Surviving in the City

A growing proportion of the people of concern to UNHCR live in towns and cities, where protection and livelihoods are closely intertwined. Forcibly displaced people face many challenges making ends meet in urban settings. Host government policies often make it illegal for them to work or to own property or businesses. Even in situations where refugees can legally work, access to employment remains a huge obstacle. Cases of discrimination and harassment by police or immigration authorities can make it difficult for refugees to move around, affecting their ability to work or trade. Refugees often face greater expenses than other urban poor, often related to the lack of documentation and including demands for bribes. Refugees are sometimes discriminated against by landlords and employers, who may demand higher rents or extra fees. They are often targeted by criminals, who know they are less likely to complain. Accessing public health and education services may pose an extra financial burden on refugees. School fees and hospital bills can exceed their monthly income and indebt them to their community or employers.

Assistance by UNHCR combines various elements, including access to microfinance, skills and vocational training, enterprise development courses, career counselling and more. Beyond meeting our protection objectives, advocating for the equal rights to livelihoods and supporting refugees in fulfilling those rights is necessary for UNHCR in urban settings for the following reasons:

  • Many refugees come to cities because they possess assets that are more effectively utilized in urban settings than in camps or rural areas. Livelihood programmes promote and preserve the use of skills and assets, which can prevent households and individuals from slipping into poverty.
  • Increasing the economic capacity of households can promote durable solutions.
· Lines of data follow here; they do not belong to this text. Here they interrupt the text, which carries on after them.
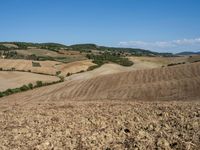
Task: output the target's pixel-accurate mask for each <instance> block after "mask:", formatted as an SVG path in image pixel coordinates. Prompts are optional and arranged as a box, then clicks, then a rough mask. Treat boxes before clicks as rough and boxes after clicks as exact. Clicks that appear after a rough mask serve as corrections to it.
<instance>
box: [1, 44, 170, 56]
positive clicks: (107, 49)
mask: <svg viewBox="0 0 200 150" xmlns="http://www.w3.org/2000/svg"><path fill="white" fill-rule="evenodd" d="M30 47H34V48H36V49H47V50H50V51H59V50H63V49H64V50H73V51H80V52H90V51H95V50H96V51H102V52H105V51H110V52H118V53H130V54H132V55H136V56H173V54H171V53H158V52H153V51H150V50H145V49H139V48H122V47H121V48H119V47H107V46H98V45H95V44H75V45H70V46H66V45H64V44H59V43H27V42H0V50H26V49H28V48H30Z"/></svg>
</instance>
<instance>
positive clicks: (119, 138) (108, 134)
mask: <svg viewBox="0 0 200 150" xmlns="http://www.w3.org/2000/svg"><path fill="white" fill-rule="evenodd" d="M199 148H200V103H199V101H194V102H128V101H127V102H123V103H122V102H120V101H119V102H118V101H105V102H98V101H95V102H65V103H49V102H48V103H35V104H34V105H26V106H21V105H14V106H10V107H5V108H2V107H1V109H0V149H5V150H7V149H20V150H21V149H36V150H37V149H41V150H45V149H54V150H57V149H76V150H84V149H104V150H113V149H117V150H118V149H119V150H121V149H127V150H129V149H130V150H132V149H138V150H139V149H167V150H168V149H196V150H198V149H199Z"/></svg>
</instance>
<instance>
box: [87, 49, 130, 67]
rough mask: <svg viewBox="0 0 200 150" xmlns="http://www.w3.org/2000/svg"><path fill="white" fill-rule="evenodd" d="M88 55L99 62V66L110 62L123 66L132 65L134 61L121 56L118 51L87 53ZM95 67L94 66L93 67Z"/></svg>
mask: <svg viewBox="0 0 200 150" xmlns="http://www.w3.org/2000/svg"><path fill="white" fill-rule="evenodd" d="M86 57H87V58H88V59H92V60H93V63H95V64H97V65H98V67H99V66H101V65H103V64H105V63H108V62H113V63H116V64H119V65H122V66H132V65H133V62H132V61H130V60H128V58H125V57H121V56H120V54H116V53H108V52H106V53H103V54H100V55H94V54H87V55H86ZM92 69H93V68H92Z"/></svg>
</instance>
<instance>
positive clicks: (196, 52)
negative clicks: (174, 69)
mask: <svg viewBox="0 0 200 150" xmlns="http://www.w3.org/2000/svg"><path fill="white" fill-rule="evenodd" d="M199 54H200V51H199V52H188V51H185V52H180V53H177V54H176V55H199Z"/></svg>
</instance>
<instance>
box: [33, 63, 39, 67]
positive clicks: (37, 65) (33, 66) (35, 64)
mask: <svg viewBox="0 0 200 150" xmlns="http://www.w3.org/2000/svg"><path fill="white" fill-rule="evenodd" d="M32 66H33V67H41V65H40V63H39V62H32Z"/></svg>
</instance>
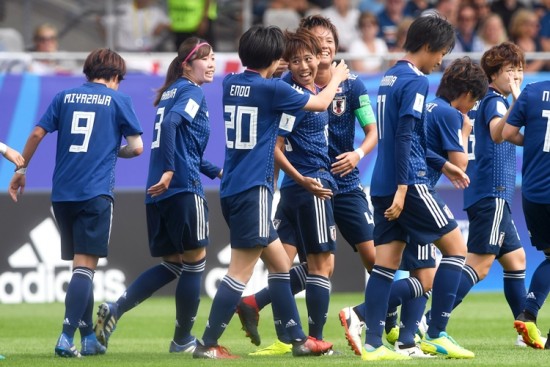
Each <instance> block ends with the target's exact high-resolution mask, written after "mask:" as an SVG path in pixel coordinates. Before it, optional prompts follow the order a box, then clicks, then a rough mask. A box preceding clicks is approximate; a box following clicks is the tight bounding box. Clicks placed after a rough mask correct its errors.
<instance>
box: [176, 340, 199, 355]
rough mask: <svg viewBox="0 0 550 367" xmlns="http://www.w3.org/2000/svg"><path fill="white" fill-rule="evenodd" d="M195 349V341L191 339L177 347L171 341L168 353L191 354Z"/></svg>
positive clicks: (177, 344) (196, 342)
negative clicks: (189, 340) (190, 340)
mask: <svg viewBox="0 0 550 367" xmlns="http://www.w3.org/2000/svg"><path fill="white" fill-rule="evenodd" d="M196 347H197V339H195V338H193V339H191V341H189V342H188V343H185V344H183V345H179V344H178V343H176V342H175V341H173V340H172V342H171V343H170V349H169V352H170V353H193V352H194V351H195V348H196Z"/></svg>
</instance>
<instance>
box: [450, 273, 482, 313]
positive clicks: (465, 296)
mask: <svg viewBox="0 0 550 367" xmlns="http://www.w3.org/2000/svg"><path fill="white" fill-rule="evenodd" d="M478 282H479V276H478V275H477V272H476V271H475V270H474V268H472V267H471V266H470V265H468V264H466V265H464V268H463V269H462V274H461V275H460V283H458V290H457V291H456V297H455V303H454V305H453V309H455V308H456V307H458V305H459V304H461V303H462V300H463V299H464V297H466V295H467V294H468V293H469V292H470V289H472V288H473V286H474V285H476V284H477V283H478Z"/></svg>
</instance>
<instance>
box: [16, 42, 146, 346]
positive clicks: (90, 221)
mask: <svg viewBox="0 0 550 367" xmlns="http://www.w3.org/2000/svg"><path fill="white" fill-rule="evenodd" d="M83 71H84V74H85V75H86V79H87V82H86V83H84V84H83V85H82V86H79V87H76V88H72V89H67V90H64V91H62V92H60V93H58V94H57V95H56V96H55V97H54V99H53V101H52V102H51V104H50V106H49V107H48V109H47V110H46V113H45V114H44V115H43V116H42V118H41V119H40V121H39V122H38V124H37V125H36V127H35V128H34V130H33V131H32V132H31V134H30V136H29V138H28V140H27V143H26V144H25V148H24V149H23V157H24V158H25V165H24V168H21V169H20V170H18V171H17V172H16V173H15V174H14V176H13V178H12V179H11V182H10V186H9V193H10V195H11V197H12V199H13V200H14V201H17V195H18V193H20V194H22V193H23V190H24V188H25V183H26V177H25V172H26V169H27V166H28V164H29V163H30V160H31V158H32V156H33V155H34V153H35V151H36V149H37V148H38V145H39V144H40V142H41V141H42V139H43V138H44V137H45V136H46V134H47V133H53V132H55V131H57V153H56V164H55V170H54V174H53V184H52V195H51V200H52V206H53V210H54V214H55V218H56V221H57V224H58V227H59V232H60V235H61V258H62V259H63V260H72V261H73V275H72V277H71V280H70V282H69V285H68V287H67V295H66V298H65V316H64V319H63V320H64V321H63V331H62V333H61V336H60V337H59V339H58V341H57V344H56V346H55V353H56V355H58V356H61V357H80V356H81V354H82V355H94V354H103V353H105V350H106V348H105V347H104V346H103V345H101V344H100V343H99V342H98V341H97V339H96V336H95V333H94V331H93V323H92V313H93V307H94V295H93V277H94V270H95V268H96V267H97V262H98V260H99V258H101V257H106V256H107V253H108V244H109V235H110V233H111V222H112V214H113V202H114V195H113V189H114V177H115V175H114V169H115V163H116V160H117V156H118V157H121V158H132V157H135V156H137V155H139V154H141V152H142V151H143V143H142V140H141V133H142V131H141V127H140V125H139V122H138V119H137V117H136V114H135V112H134V108H133V106H132V102H131V100H130V98H129V97H128V96H127V95H125V94H122V93H120V92H118V91H117V90H118V87H119V85H120V82H121V80H122V79H123V78H124V75H125V74H126V64H125V62H124V59H122V57H120V55H118V54H117V53H116V52H114V51H111V50H109V49H97V50H94V51H92V52H91V53H90V54H89V55H88V57H87V58H86V61H85V62H84V68H83ZM123 136H124V137H125V138H126V141H127V142H128V144H127V145H124V146H120V143H121V139H122V137H123ZM77 329H79V331H80V335H81V342H82V348H81V350H80V352H79V351H78V350H77V349H76V347H75V345H74V343H73V337H74V334H75V332H76V330H77Z"/></svg>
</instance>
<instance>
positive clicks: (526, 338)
mask: <svg viewBox="0 0 550 367" xmlns="http://www.w3.org/2000/svg"><path fill="white" fill-rule="evenodd" d="M520 317H521V314H520V316H518V318H520ZM514 327H515V328H516V330H517V332H518V333H519V334H520V335H521V336H522V338H523V341H524V343H525V344H527V345H528V346H530V347H531V348H535V349H544V340H543V339H542V338H541V336H540V330H539V329H538V328H537V324H535V323H534V322H533V321H523V320H521V319H520V320H516V321H514Z"/></svg>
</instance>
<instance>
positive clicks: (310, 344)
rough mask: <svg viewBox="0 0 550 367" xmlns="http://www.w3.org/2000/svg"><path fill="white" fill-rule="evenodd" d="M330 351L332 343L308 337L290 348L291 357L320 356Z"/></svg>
mask: <svg viewBox="0 0 550 367" xmlns="http://www.w3.org/2000/svg"><path fill="white" fill-rule="evenodd" d="M330 349H332V343H329V342H326V341H324V340H319V339H315V338H314V337H312V336H308V337H307V339H306V340H305V341H304V342H303V343H300V344H294V345H293V346H292V355H293V356H294V357H305V356H320V355H322V354H323V353H326V352H328V351H329V350H330Z"/></svg>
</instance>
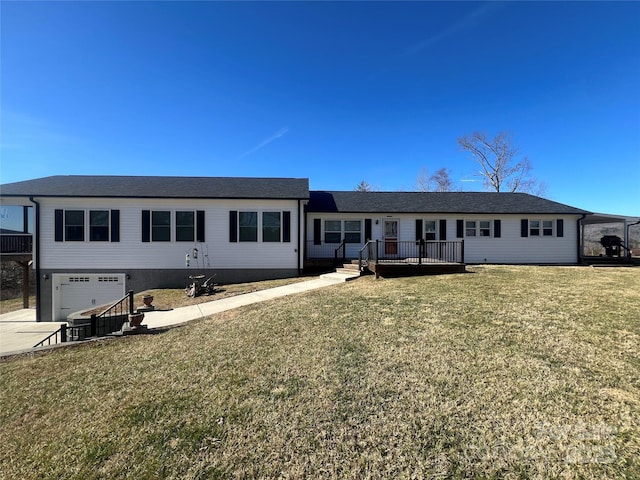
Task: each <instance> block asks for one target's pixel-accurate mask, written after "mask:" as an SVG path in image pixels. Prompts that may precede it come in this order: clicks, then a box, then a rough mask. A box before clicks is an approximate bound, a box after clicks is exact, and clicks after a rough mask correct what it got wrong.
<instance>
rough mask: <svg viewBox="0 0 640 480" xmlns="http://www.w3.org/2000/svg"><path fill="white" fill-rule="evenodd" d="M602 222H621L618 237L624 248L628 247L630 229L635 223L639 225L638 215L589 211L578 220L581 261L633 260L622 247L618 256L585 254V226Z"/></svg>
mask: <svg viewBox="0 0 640 480" xmlns="http://www.w3.org/2000/svg"><path fill="white" fill-rule="evenodd" d="M602 224H621V226H622V237H620V239H621V241H622V244H623V245H624V246H625V247H626V248H630V244H629V239H630V229H631V227H633V226H635V225H640V217H628V216H626V215H613V214H608V213H591V214H588V215H586V216H585V217H584V218H583V219H582V220H580V257H581V259H582V262H583V263H600V262H602V261H606V262H608V263H612V262H619V263H630V262H632V261H633V259H632V258H631V255H630V254H629V251H628V250H625V249H622V250H623V252H622V253H621V255H620V256H619V257H610V256H606V255H598V256H593V255H586V253H585V228H584V227H586V226H589V225H602ZM639 228H640V227H639Z"/></svg>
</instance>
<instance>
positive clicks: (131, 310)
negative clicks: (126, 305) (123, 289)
mask: <svg viewBox="0 0 640 480" xmlns="http://www.w3.org/2000/svg"><path fill="white" fill-rule="evenodd" d="M127 293H128V295H129V315H133V290H129V292H127Z"/></svg>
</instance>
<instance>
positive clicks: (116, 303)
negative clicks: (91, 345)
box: [33, 290, 134, 348]
mask: <svg viewBox="0 0 640 480" xmlns="http://www.w3.org/2000/svg"><path fill="white" fill-rule="evenodd" d="M133 312H134V308H133V290H129V291H128V292H127V294H126V295H125V296H124V297H122V298H121V299H120V300H118V301H117V302H115V303H114V304H113V305H111V306H109V307H107V308H106V309H105V310H103V311H102V312H101V313H98V314H95V313H94V314H91V318H90V321H89V322H88V323H83V324H80V325H72V326H68V325H61V326H60V328H59V329H58V330H56V331H55V332H53V333H52V334H51V335H49V336H48V337H47V338H45V339H44V340H42V341H41V342H38V343H37V344H35V345H34V346H33V348H37V347H43V346H44V345H45V343H46V345H52V344H53V345H56V344H58V343H66V342H68V341H70V340H76V341H77V340H85V339H87V338H91V337H100V336H104V335H108V334H110V333H113V332H117V331H118V330H120V329H121V328H122V325H124V323H125V322H126V321H127V318H128V315H129V314H131V313H133ZM52 342H53V343H52Z"/></svg>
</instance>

Refugees who can build and protect their livelihood assets are more likely to return home when it is safe to do so.
  • Livelihood programmes often benefit local populations, address government concerns about the presence of refugees in cities (such as economic competition and pressure on resources) and improve the asylum environment.
  • The pursuit of livelihoods helps restore the dignity and independence of refugees.

To better assist urban refugees, UNHCR generates tools and how-to guides to help design and implement livelihoods projects in urban settings.